Supervised learning systems generally form their predictions via a learned mapping f(x), which produces an output y for each input x (or a probability distribution over y given x). Many different forms of mapping f exist, including decision trees, decision forests, logistic regression, support vector machines, neural networks, kernel machines, and Bayesian classifiers. A variety of learning algorithms has been proposed to estimate these different types of mappings, and there are also generic procedures such as boosting and multiple kernel learning that combine the outputs of multiple learning algorithms. Procedures for learning f from data often make use of ideas from optimization theory or numerical analysis, with the specific form of machinelearning problems (e.g., that the objective function or function to be integrated is often the sum over a large number of terms) driving innovations. This diversity of learning architectures and algorithms reflects the diverse needs of applications, with different architectures capturing different kinds of mathematical structures, offering different levels of amenability to post-hoc visualization and explanation, and providing varying trade-offs between computational complexity, the amount of data, and performance.

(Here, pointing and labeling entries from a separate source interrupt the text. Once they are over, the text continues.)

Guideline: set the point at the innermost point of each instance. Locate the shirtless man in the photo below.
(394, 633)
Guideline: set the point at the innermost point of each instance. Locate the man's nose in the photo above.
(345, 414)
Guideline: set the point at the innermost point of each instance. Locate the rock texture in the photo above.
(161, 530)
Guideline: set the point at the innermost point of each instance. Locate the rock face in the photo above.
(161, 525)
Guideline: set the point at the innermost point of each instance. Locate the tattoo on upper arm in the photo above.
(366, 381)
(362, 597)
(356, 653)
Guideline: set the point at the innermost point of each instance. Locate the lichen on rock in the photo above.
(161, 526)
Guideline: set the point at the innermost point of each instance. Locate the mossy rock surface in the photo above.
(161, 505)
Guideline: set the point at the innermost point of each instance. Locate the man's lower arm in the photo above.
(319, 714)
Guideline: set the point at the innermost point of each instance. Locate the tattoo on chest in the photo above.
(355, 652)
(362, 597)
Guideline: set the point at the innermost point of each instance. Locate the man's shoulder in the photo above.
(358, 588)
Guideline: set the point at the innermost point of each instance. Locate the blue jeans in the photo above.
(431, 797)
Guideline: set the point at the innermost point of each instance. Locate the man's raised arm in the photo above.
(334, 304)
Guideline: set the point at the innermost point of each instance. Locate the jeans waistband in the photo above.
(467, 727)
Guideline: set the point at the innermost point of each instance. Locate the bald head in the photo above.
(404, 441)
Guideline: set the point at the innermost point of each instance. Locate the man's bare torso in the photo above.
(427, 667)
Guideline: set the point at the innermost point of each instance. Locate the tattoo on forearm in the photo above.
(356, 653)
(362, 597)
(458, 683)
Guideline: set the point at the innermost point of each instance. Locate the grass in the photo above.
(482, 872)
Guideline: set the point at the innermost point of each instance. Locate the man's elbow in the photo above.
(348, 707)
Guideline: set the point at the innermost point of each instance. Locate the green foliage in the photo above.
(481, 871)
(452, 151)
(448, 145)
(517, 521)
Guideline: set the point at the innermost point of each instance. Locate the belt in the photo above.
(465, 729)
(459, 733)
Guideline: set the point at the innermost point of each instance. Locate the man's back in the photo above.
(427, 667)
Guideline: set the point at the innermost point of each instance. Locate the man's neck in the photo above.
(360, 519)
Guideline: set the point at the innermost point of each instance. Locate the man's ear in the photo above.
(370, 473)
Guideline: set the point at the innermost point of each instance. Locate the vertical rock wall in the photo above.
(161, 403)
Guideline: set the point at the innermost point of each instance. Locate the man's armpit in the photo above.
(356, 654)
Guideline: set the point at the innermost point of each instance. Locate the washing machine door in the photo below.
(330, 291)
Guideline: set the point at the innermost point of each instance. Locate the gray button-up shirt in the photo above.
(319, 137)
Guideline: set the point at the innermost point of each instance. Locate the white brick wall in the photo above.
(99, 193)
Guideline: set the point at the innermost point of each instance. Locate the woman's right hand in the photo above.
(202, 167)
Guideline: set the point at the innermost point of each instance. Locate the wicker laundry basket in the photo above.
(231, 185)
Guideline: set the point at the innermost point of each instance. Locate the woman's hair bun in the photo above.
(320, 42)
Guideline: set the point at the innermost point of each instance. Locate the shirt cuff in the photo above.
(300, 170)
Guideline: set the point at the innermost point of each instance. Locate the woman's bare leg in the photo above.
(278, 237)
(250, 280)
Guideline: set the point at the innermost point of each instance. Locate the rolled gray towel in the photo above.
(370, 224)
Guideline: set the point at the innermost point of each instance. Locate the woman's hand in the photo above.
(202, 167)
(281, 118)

监督学习系统通常通过学习映射f(x)形成预测，该映射为每个输入X生成输出Y（或给定X的Y上的概率分布）。存在许多不同形式的映射f，包括决策树、决策林、逻辑回归、支持向量机、神经网络、内核机和贝叶斯分类器。已经有各种学习算法来估计这些不同类型的映射并且还存在诸如boosting和多核学习之类的通用过程，其结合了多种学习算法的输出。从数据中学习f的过程经常利用优化理论或数值分析中的思想，并以特定形式的机器学习问题来推动创新（例如目标函数或集成函数包含大量项）。学习架构和算法的多样性反映了应用的不同需求，不同的架构捕获不同类型的数学结构，为事后可视化和解释提供了不同级别的适应性，并计算空间和时间复杂度。

One high-impact area of progress in supervised learning in recent years involves deep networks, which are multilayer networks of threshold units, each of which computes some simple parameterized function of its inputs(9, 10). Deep learning systems make use of gradient-based optimization algorithms to adjust parameters throughout such a multilayered network based on errors at its output. Exploiting modern parallel computing architectures, such as graphics processing units originally developed for video gaming, it has been possible to build deep learning systems that contain billions of parameters and that can be trained on the very large collections of images, videos, and speech samples available on the Internet. Such large-scale deep learning systems have had a major effect in recent years in computer vision (11) and speech recognition (12), where they have yielded major improvements in performance over previous approaches (see Fig. 2). Deep network methods are being actively pursued in a variety of additional applications from natural language translation to collaborative filtering.

近年来在监督学习中一个具有重大影响的进步领域就是深度网络，它是阈值单元的多层网络，每个网络都计算其输入的一些简单参数化函数。深度学习系统利用基于梯度的优化算法和基于输出值的错误来调整整个多层网络中的参数。利用最初为视频游戏开发的图形处理单元等现代并行计算架构可以构建包含数十亿参数的深度学习系统，并且可以对网上大量图像、视频和语音样本进行训练。近年来，这样的大规模深度学习系统在计算机视觉（11）和语音识别（12）中产生了重大影响，与以前的方法相比它们在性能方面产生了重大改进（见图2）。从自然语言翻译到协同过滤，各应用都在积极地寻求深度网络解决办法。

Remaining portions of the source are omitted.